Relations.—The celiac artery is covered by the lesser omentum.
On the right side it is in relation with the right celiac ganglion and
the caudate process of the liver; on the left side, with the left celiac
ganglion and the cardiac end of the stomach. Below, it is in relation to
the upper border of the pancreas, and the lienal vein.
1.
The Left Gastric Artery (a. gastrica sinistra; gastric or coronary
artery), the smallest of the three branches of the celiac artery, passes
upward and to the left, posterior to the omental bursa, to the cardiac orifice
of the stomach. Here it distributes branches to the esophagus, which anastomose
with the aortic esophageal arteries; others supply the cardiac part of the
stomach, anastomosing with branches of the lienal artery.
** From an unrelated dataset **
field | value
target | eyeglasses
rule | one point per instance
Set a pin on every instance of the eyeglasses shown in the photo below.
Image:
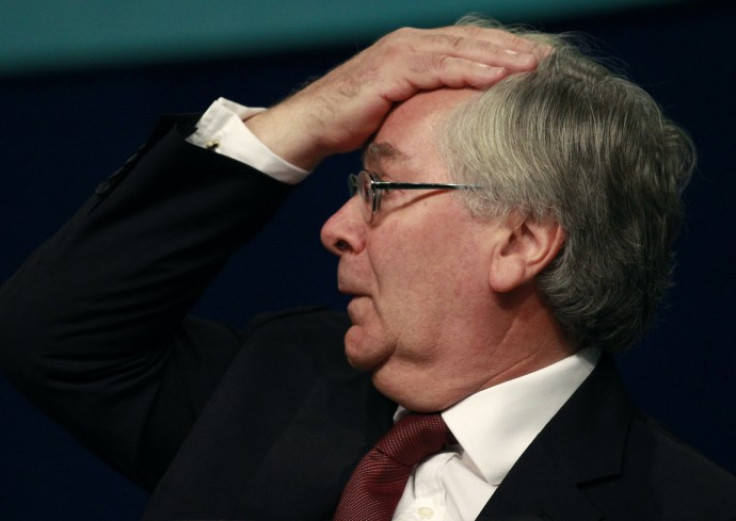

It then runs from
left to right, along the lesser curvature of the stomach to the pylorus,
between the layers of the lesser omentum; it gives branches to both surfaces of
the stomach and anastomoses with the right gastric artery.
2.
The Hepatic Artery (a. hepatica) in the adult is intermediate in
size between the left gastric and lienal; in the fetus, it is the largest of
the three branches of the celiac artery. It is first directed forward and to
the right, to the upper margin of the superior part of the duodenum, forming
the lower boundary of the epiploic foramen (foramen of Winslow). It then
crosses the portal vein anteriorly and ascends between the layers of the lesser
omentum, and in front of the epiploic foramen, to the porta hepatis, where it
divides into two branches, right and left, which supply the corresponding lobes
of the liver, accompanying the ramifications of the portal vein and hepatic
ducts. The hepatic artery, in its course along the right border of the lesser
omentum, is in relation with the common bile-duct and portal vein, the duct
lying to the right of the artery, and the vein behind.
Its
branches are:
Right
Gastric.
Gastroduodenal
Right
Gastroepiploic.
Superior
Pancreaticoduodenal.
Cystic.

The
celiac artery and its branches; the liver has been raised, and the lesser
omentum and anterior layer of the greater omentum removed.
The
right gastric artery (a. gastrica dextra; pyloric artery) arises
from the hepatic, above the pylorus, descends to the pyloric end of the
stomach, and passes from right to left along its lesser curvature, supplying it
with branches, and anastomosing with the left gastric artery.
The
gastroduodenal artery (a. gastroduodenalis) (533) is a short but large branch,
which descends, near the pylorus, between the superior part of the duodenum and
the neck of the pancreas, and divides at the lower border of the duodenum into
two branches, the right gastroepiploic and the superior pancreaticoduodenal.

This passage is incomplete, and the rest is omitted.